Occupy’s Tumultuous Year Yields Rich Research Data
The Occupy Wall Street (OWS) movement marks its one year anniversary on September 17, or as Occupiers call it, S-17. OWS brought its 99 percent slogan to Wall Street in an effort to show the public’s frustration with the elite one percent making up the financial nucleus of the country. Soon, clashes with police and local governments erupted as tolerance and respect for the law eroded and both police and Occupiers made missteps. Ultimately, Occupiers were evicted from their camps, sometimes with excessive force. School of Public Affairs' Ed Maguire, professor and chair in the Department of Justice, Law & Society (JLS), is a criminologist interested in how the police and legal authorities handle protestors. OWS and Occupy D.C. provided a real opportunity to observe protestors and police in action.
“Our class discussions kept returning to the Occupy movement where we were examining issues related to procedural justice, legitimacy, and fairness of authority,” recalls Maguire, explaining, “The Occupy Movement provided a nice laboratory to look at interactions between the police and protestors. It occurred to us that we were observing phenomena that are making history so we designed a study examining the way protestors perceive police and legal authority.”
What encourages people to obey the law? JLS researchers survey Occupiers
American University JLS doctoral students surveyed more than 300 OWS participants during the six month anniversary in Manhattan’s Zucotti Park. Additionally, they surveyed Occupiers in Washington, D.C., where they found there is a strong statistical relationship between people’s willingness to use violence against the police and the extent to which participants view the police as having behaved in fair ways toward Occupiers.
With Maguire's network of academic colleagues across the country, additional Occupy sites were surveyed through research partnerships. Sam Houston State University carried out surveys in Houston.
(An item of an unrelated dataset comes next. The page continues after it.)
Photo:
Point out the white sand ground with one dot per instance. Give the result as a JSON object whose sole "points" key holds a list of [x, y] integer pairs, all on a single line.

San Francisco State University, in conjunction with University of California Berkeley, carried out surveys in Oakland. The survey data were processed by Arizona State University’s Center for Violence Prevention and Community Safety. The research results are expected to be published in 2013.
Under what conditions are people willing to defer to authority and obey the law?
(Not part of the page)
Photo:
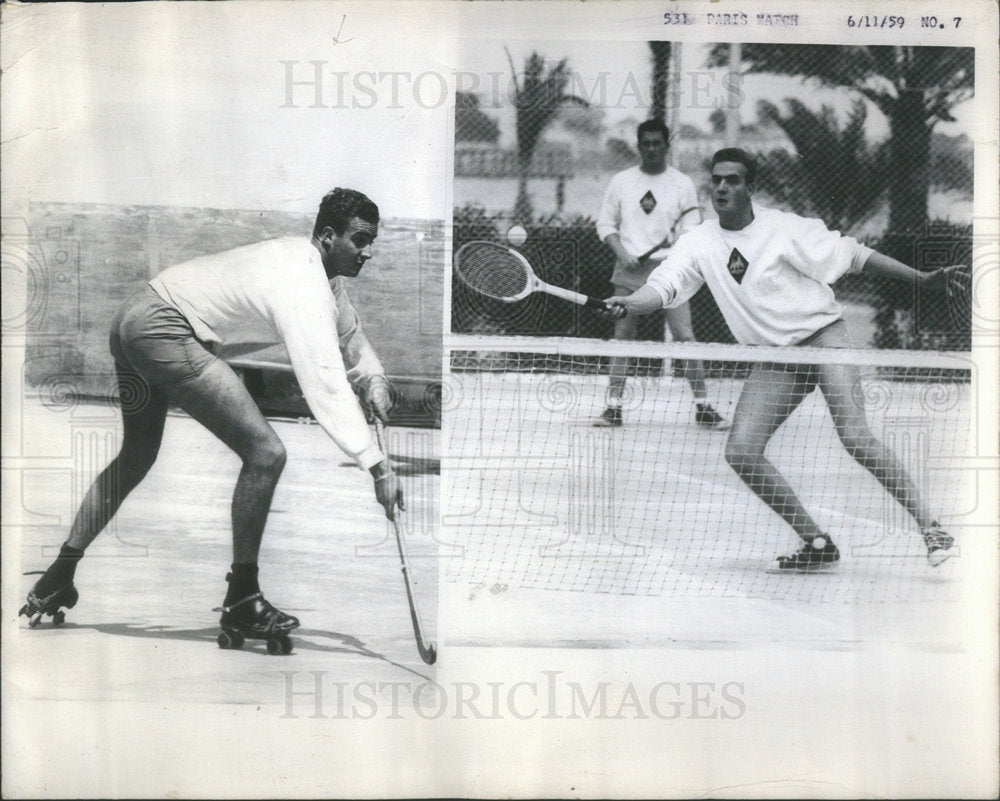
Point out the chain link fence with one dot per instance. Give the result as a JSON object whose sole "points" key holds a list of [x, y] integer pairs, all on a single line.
{"points": [[871, 158]]}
The aim of the study is to identify the best practices law enforcement can use to handle protestors where liberties are respected and security can be maintained. In the post 9/11 world, American police have geared up to face threats. But Maguire cautions, “There is a steady stream of police research that concludes police are becoming significantly more paramilitary in nature.”
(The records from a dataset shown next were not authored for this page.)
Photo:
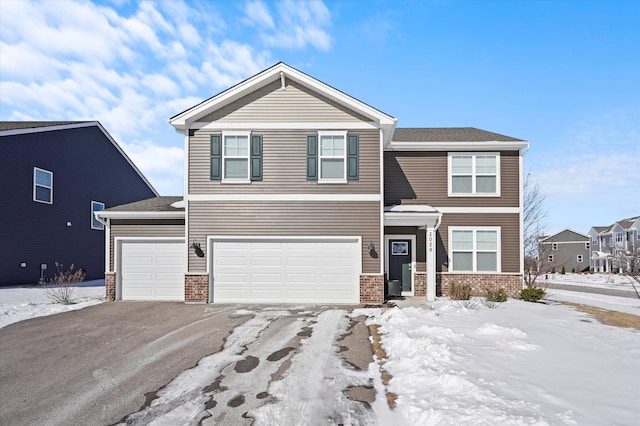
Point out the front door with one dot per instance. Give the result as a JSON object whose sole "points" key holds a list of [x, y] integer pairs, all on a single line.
{"points": [[400, 262]]}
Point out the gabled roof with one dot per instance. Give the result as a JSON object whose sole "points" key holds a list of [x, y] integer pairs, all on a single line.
{"points": [[565, 236], [11, 128], [183, 120], [448, 134]]}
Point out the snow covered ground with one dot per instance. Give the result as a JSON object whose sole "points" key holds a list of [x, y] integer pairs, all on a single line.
{"points": [[19, 303], [521, 363], [597, 280]]}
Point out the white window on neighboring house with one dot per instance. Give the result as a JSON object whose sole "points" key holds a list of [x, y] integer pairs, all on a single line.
{"points": [[96, 206], [474, 174], [235, 157], [42, 186], [333, 157], [475, 249]]}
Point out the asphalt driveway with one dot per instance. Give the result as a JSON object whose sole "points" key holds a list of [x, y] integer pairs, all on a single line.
{"points": [[106, 363]]}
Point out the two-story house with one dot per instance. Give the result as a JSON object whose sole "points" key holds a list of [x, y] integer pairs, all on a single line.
{"points": [[54, 176], [566, 249], [296, 192], [614, 246]]}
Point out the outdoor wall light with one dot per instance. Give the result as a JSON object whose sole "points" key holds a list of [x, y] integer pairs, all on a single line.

As the research reveals, most Occupiers tend to be non-violent. However, Maguire points out, “There is a non-trivial subset of people who seem very willing to break the law and use violence to achieve social change. In some places a third of Occupiers say they are willing to use violence against the police.”
When Zucotti Park was cleared, the JLS research team observed police using force that was “disturbing,” highlighting the tension between liberty and security. “When authority figures are seen by subordinates to break the law or behave in procedurally unjust or unfair ways, it is thought those behaviors will undermine people’s deference to the law and willingness to obey legal authorities,” says Maguire. The police enter these highly charged and emotional protests with the aim to maintain security, but in some cases abuses occur that amount to the trampling of peaceful protestors’ civil rights and Constitutional rights. “While relationships between police and protesters in some sites were routinely negative, some agencies relied on community policing practices to ensure community safety while preserving protesters’ civil liberties,” Maguire points out.
Department of Justice $400,000 grant awarded to continue research
Maguire stresses he did not only want to study the Occupy movement from the perspective of the Occupiers. As an academic researcher, he is neither an activist for the Occupiers nor an advocate for the police. Part one of his research focused on the Occupiers perspective. For Part two, Maguire received a $400,000 grant from the Department of Justice's Office of Community Oriented Policing Services (COPS) to examine how U.S. police agencies have responded to the Occupy movement.
The research grant will include interviewing police, prosecutors, and Occupiers in eight cities throughout the country. The methodology will rely on one week site visits and interviews to gather information. Site visits will be followed up by focus groups in Washington with representatives from the eight agencies visited. The final product of the research will be a guidebook for U.S. agencies with best practices for policing social and protest movements. Along the way, a series of academic articles will also be produced.